Porter’s Five ForcesPosted: November 7, 2007
“The Five Forces” are Michael E. Porter’s framework for assessing the level of competitive intensity industry participants should expect to see. Highly competitive industries are likely to produce lower average profitability for participants in that market. Useful for rationalizing market entry or market exit decisions. E.g., competitors should seek out markets where the Five Forces are less severe, and exit markets with strong pressure from one or more of the Five Forces.

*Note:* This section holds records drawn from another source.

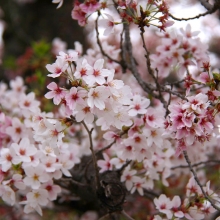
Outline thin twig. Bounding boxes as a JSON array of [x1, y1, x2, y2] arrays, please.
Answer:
[[95, 13, 122, 65], [144, 189, 160, 198], [160, 86, 187, 100], [96, 140, 116, 155], [99, 213, 111, 220], [118, 160, 132, 175], [164, 79, 185, 86], [140, 28, 168, 110], [183, 150, 220, 211], [119, 28, 127, 73], [171, 159, 220, 170], [168, 11, 211, 21], [169, 0, 220, 21], [60, 178, 88, 187], [121, 210, 135, 220], [82, 121, 100, 189], [95, 131, 127, 155]]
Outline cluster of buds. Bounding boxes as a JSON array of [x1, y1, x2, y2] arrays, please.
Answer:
[[118, 0, 173, 31]]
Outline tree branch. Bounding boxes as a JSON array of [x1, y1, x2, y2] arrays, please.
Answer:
[[140, 29, 168, 111], [171, 159, 220, 170], [95, 13, 123, 66], [168, 10, 211, 21], [183, 150, 220, 211], [198, 0, 213, 10], [123, 23, 154, 95], [169, 0, 220, 21]]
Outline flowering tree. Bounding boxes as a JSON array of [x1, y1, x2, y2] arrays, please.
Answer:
[[1, 0, 220, 219]]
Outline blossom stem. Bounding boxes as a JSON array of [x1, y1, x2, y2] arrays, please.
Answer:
[[82, 121, 100, 189], [95, 13, 122, 65], [121, 210, 135, 220]]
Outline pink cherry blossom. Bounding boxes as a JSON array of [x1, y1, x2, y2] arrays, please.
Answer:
[[11, 137, 37, 163], [75, 102, 94, 124], [99, 13, 118, 36], [46, 57, 68, 78], [154, 194, 173, 219], [121, 166, 137, 191], [79, 0, 101, 13], [0, 147, 18, 171], [23, 164, 50, 189], [65, 87, 87, 111], [97, 153, 113, 173], [5, 117, 26, 142], [71, 3, 87, 26], [74, 58, 92, 80], [45, 82, 67, 105], [26, 188, 49, 207], [87, 86, 110, 110], [130, 177, 149, 196], [84, 59, 111, 86], [3, 174, 26, 190], [58, 49, 78, 62], [41, 180, 61, 201], [128, 94, 150, 116]]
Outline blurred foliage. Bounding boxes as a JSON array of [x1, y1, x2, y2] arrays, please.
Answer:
[[2, 39, 54, 112]]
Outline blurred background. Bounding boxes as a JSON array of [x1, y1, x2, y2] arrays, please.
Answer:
[[0, 0, 88, 83]]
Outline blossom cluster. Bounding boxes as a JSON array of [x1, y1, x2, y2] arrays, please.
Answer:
[[71, 0, 173, 33], [153, 178, 219, 220], [1, 0, 220, 219], [150, 24, 209, 78], [0, 77, 82, 215]]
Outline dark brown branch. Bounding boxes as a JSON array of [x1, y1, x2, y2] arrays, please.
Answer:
[[183, 150, 220, 211], [198, 0, 214, 10], [169, 0, 220, 21], [168, 10, 211, 21], [164, 79, 185, 86], [160, 86, 187, 100], [144, 189, 160, 198], [123, 23, 154, 95]]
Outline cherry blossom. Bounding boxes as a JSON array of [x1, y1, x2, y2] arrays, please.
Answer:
[[23, 164, 50, 189], [41, 180, 61, 201], [128, 94, 150, 116], [11, 137, 37, 163], [154, 194, 173, 219], [46, 57, 68, 78], [121, 166, 137, 191], [65, 87, 87, 111], [130, 177, 149, 196], [97, 153, 113, 173], [1, 1, 220, 218], [99, 13, 119, 36], [45, 82, 67, 105], [87, 86, 110, 110], [84, 59, 111, 86]]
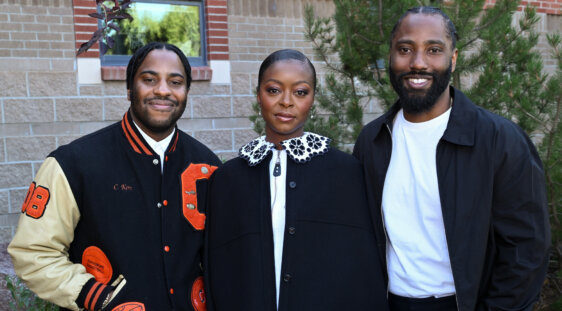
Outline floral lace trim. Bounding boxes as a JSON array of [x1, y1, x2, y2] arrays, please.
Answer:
[[239, 132, 331, 166]]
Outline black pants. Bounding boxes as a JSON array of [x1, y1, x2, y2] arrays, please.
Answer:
[[389, 293, 458, 311]]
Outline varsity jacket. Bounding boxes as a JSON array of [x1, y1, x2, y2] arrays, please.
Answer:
[[9, 111, 221, 311], [353, 87, 550, 311], [205, 133, 389, 311]]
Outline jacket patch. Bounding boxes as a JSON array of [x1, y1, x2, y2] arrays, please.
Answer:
[[191, 276, 207, 311], [82, 246, 113, 285], [112, 302, 146, 311], [181, 163, 218, 230], [21, 182, 50, 219]]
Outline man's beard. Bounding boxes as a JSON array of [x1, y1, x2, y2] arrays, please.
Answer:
[[129, 87, 186, 134], [389, 60, 452, 115]]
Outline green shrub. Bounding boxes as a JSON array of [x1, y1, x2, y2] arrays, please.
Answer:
[[4, 275, 59, 311]]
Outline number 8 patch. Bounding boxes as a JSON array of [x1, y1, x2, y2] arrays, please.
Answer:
[[21, 182, 50, 219]]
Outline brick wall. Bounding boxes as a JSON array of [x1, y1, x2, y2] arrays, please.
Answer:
[[486, 0, 561, 15]]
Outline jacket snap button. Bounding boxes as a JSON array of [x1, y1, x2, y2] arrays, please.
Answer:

This is probably the first formal “strategy” framework that many of us were ever taught in business classes or corporate management training. It’s a classic!
The Five Forces include:
- Bargaining Power of Customers — large or concentrated customers have more bargaining power vs. a pool of many smaller, disparate customers
- Bargaining Power of Suppliers — large or concentrated supplier base will have more bargaining power vs. a pool of many smaller, interchangeable suppliers
- Threat of New Entrants — low barriers to entry create high threat of new entrants; high barriers (e.g., intellectual property protection, large financial startup costs, or scarcity of qualified human resources) can lessen this threat
- Threat of Substitute Products or Services — presence of many alternative products/services creates high threat of substitution
- Intensity of Competition within an Industry — all else equal, intensity of competition increases when any of the first four forces increases
This framework is often expanded into “Six Forces” with the addition of “Government & Legal Regulations” as a sixth force that can affect the intensity of competition.